A friend of mine says that her mother calls the phenomenon of post natal depression “Angrezi Bakwaas”- that when you have a child you should be so naturally overjoyed and fulfilled that sadness and frustration are the last things on your mind. The same friend went through a rough patch following the birth of her son and she couldn’t talk to her mother about it because…well..according to her mother, she was being a drama queen and thousands of women across the world did this everyday, without the help that my friend had.
A lot of my friends who had babies went through a period of adjustment following their baby’s birth. Some more tough than others. Tantrums, tears, frustration, excitement, joy, madness, chaos, exhuastion, and yes maybe even depression- any new mom would smile and nod hysterically at these words- they are very familiar indeed. The change is enormous and you cannot predict when the sheer overwhelmingness of it will creep up on you. Some of us are luckier than others, and a few tantrums and screaming banshee fits later, we are able to put the whole thing behind us and actually BE happy. Others are not so lucky. A doctor friend tells me how this can be traced back to your own feeling of not having done enough for yourself as a person before motherhood collides with you. “If you feel that the child slows you down, changes your career path and basically doesn’t allow you the life you want, you will get upset. Hormones play a huge role too because suddenly there will be a sense of loss because the bbay which was yours alone now beloings to the world. You will be upset at that too.”

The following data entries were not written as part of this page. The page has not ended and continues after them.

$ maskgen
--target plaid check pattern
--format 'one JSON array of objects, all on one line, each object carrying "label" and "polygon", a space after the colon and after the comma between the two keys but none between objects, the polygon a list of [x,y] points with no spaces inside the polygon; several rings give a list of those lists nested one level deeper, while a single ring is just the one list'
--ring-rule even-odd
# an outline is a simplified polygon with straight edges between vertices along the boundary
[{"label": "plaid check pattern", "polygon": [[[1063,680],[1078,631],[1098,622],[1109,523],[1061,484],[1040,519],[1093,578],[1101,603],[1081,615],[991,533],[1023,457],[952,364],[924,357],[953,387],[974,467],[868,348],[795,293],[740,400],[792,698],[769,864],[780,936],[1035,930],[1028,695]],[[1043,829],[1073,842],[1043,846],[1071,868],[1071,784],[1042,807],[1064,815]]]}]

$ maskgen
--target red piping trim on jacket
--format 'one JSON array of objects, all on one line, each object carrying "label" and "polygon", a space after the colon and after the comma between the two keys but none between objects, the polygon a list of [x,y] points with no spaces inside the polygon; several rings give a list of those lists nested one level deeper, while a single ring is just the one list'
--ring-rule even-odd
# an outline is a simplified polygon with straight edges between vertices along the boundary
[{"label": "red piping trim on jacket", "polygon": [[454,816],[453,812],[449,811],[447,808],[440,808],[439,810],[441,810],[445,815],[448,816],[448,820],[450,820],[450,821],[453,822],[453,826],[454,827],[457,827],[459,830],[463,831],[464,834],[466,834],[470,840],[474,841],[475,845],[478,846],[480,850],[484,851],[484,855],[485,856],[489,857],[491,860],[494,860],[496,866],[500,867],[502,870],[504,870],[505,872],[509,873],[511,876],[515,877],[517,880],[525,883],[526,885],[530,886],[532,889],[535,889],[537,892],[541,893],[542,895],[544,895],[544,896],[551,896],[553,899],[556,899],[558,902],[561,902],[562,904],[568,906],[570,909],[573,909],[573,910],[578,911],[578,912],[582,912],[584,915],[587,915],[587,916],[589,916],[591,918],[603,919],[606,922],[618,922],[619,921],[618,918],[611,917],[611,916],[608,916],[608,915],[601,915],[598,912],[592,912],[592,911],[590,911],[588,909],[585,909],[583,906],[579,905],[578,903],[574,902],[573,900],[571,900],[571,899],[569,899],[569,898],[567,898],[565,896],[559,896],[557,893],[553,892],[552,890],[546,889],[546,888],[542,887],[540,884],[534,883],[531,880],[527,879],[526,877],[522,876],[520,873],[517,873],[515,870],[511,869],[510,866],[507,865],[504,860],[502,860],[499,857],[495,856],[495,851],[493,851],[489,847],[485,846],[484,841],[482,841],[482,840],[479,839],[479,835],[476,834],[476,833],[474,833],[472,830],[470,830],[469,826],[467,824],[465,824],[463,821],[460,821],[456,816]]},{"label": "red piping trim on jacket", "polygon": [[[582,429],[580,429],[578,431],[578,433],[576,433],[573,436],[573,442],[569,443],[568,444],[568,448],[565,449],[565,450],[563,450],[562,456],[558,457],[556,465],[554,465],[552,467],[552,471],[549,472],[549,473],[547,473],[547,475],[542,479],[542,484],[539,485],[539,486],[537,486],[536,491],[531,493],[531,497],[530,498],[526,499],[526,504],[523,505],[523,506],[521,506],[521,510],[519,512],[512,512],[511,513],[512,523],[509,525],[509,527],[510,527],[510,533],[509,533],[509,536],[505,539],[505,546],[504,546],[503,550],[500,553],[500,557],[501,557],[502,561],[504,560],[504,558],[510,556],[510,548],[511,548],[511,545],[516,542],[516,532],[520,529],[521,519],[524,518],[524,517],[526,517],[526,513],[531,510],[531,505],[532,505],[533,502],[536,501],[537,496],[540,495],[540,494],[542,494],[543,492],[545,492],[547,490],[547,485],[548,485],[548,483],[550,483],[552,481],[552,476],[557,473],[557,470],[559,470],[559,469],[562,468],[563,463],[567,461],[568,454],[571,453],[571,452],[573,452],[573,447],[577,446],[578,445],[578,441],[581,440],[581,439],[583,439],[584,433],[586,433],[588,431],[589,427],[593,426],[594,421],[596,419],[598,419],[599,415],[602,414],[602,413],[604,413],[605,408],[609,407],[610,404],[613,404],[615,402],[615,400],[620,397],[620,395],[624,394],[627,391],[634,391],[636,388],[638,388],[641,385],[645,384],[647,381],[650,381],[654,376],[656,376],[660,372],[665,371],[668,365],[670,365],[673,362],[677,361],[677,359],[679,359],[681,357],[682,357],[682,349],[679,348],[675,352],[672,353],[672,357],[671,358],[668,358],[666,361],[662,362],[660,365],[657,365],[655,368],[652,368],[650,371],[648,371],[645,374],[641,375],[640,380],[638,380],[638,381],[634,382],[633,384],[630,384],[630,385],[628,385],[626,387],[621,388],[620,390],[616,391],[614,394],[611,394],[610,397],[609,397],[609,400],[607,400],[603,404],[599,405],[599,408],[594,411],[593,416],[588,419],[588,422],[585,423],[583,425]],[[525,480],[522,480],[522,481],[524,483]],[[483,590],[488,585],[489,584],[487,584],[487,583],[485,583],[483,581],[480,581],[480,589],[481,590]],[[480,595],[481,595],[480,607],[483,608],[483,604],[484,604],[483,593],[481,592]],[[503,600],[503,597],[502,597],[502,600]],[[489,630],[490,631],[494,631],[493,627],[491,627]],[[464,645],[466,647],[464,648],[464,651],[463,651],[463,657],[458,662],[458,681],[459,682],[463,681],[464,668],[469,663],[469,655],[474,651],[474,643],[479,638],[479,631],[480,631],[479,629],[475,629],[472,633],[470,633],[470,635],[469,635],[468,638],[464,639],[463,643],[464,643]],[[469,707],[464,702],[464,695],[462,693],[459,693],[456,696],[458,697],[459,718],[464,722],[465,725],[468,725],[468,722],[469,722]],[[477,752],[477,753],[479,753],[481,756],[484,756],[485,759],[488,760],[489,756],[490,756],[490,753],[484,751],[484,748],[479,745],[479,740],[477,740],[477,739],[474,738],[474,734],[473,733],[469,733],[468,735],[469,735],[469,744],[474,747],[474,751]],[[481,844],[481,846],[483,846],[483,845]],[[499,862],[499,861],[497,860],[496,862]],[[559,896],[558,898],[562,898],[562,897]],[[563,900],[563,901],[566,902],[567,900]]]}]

The first 6 weeks were a rollercoaster ride. You did not know when a dip was coming and you felt like screaming with exhilaration at the highs. The lows exhausted you and even the steady plateaus of routine just made you antsy in anticipation of what was going to come. Today, 4 months, later, I still have to tell myself, very strictly, to take each day as it comes. To not get upset when a previously planned day goes haywire. And not start counting my chickens in advanced if we have a great time-managed week. I still sometimes have to talk myself out of the disappointment of delayed shopping trips and cancelled visits and missed deadlines and learn to rejoice in the milestones that I am able to be a part of each day with Naddu because of my decision to be at home with him. Some days it takes every ounce of your energy and positivity and sense of humour to be able to look at your well ordered life from before and smile and exclaim, “oh what the hell” and actually mean it. And the funny thing is the more the more that happens, the more you actually DO mean it.